Terça-feira, 26 de maio de 2026
Por Redação O Sul | 8 de abril de 2021
O presidente Jair Bolsonaro participou nesta quinta-feira (8) da solenidade de promoção de 16 oficiais-generais do Exército, no Clube do Exército, em Brasília (DF). Ao parabenizar os recém-promovidos, Bolsonaro disse que a corporação representa “uma estabilidade” para o Brasil, em especial neste momento de crise.
“Nós atuamos dentro das quatro linhas da nossa Constituição. Devemos e sempre agiremos assim. Por outro lado, não podemos admitir quem, porventura, queira sair desse balizamento”, disse. “Os momentos são difíceis, vivemos uma fase um tanto quanto imprecisa, mas temos a certeza, pelo nosso compromisso e tradição, sempre teremos como lema a nossa bandeira verde e amarela e a nossa perfeita sintonia com os desejos da nossa população, assim agiremos”, completou.
O presidente estava acompanhado pelo vice-presidente Hamilton Mourão e por ministros de Estado. No evento, os novos generais do Exército também receberam a medalha da Ordem do Mérito Militar por serviços prestados. O decreto de promoção na ordem foi publicado em 18 de março no Diário Oficial da União.
Apesar de ter deixado o Exército em 1988, para ingressar na política, o presidente disse que ainda integra a corporação: “Agradeço ao meu Exército brasileiro, o qual ainda integro, ao nosso Exército brasileiro, por esse momento. Temos certeza que venceremos os desafios e cada vez mais colocaremos o Brasil no local de destaque que ele merece.”
Na terça-feira (6), ao tomar posse, o novo ministro da Defesa, Walter Braga Netto, afirmou que a pasta continuará sua “missão constitucional”, de defender a pátria e os três Poderes. Braga Netto, que antes ocupava a Casa Civil, substituiu Fernando Azevedo e Silva, demitido após uma série de desgastes com Bolsonaro. O novo ministro, por sua vez, demitiu os chefes do Exército, Marinha e Aeronáutica.

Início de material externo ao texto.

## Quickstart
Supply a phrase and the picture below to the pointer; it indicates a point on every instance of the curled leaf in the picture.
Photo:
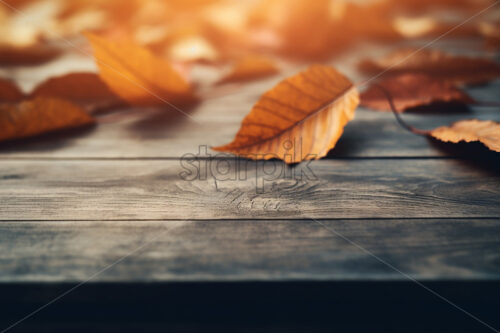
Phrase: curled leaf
(250, 68)
(9, 92)
(486, 132)
(301, 118)
(11, 55)
(412, 90)
(40, 115)
(138, 76)
(457, 69)
(84, 89)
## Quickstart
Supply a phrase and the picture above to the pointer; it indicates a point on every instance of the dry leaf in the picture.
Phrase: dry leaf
(27, 55)
(485, 131)
(458, 69)
(250, 68)
(301, 118)
(412, 90)
(138, 76)
(9, 92)
(39, 116)
(84, 89)
(305, 26)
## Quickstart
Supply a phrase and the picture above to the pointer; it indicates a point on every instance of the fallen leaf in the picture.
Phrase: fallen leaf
(427, 27)
(192, 49)
(9, 92)
(306, 27)
(458, 69)
(85, 89)
(138, 76)
(250, 68)
(490, 31)
(40, 115)
(485, 131)
(412, 90)
(27, 55)
(301, 118)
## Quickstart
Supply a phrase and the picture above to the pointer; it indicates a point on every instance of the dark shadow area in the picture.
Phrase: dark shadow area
(48, 141)
(346, 306)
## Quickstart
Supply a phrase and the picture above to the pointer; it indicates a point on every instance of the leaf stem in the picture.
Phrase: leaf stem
(481, 103)
(400, 120)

Walter Braga Netto destacou que é uma honra ocupar o novo cargo e que a Defesa dará continuidade à missão prioritária, neste momento, de ações para o combate à covid-19 e vacinação da população. “O trabalho lá continua árduo, ele não muda nada, a Defesa continua com a sua missão constitucional, de defesa da pátria e dos poderes constitucionais e, conforme a orientação do senhor [presidente Bolsonaro], dentro das quatro linhas do que prevê a Constituição”, disse. As informações são da Agência Brasil e do jornal O Globo.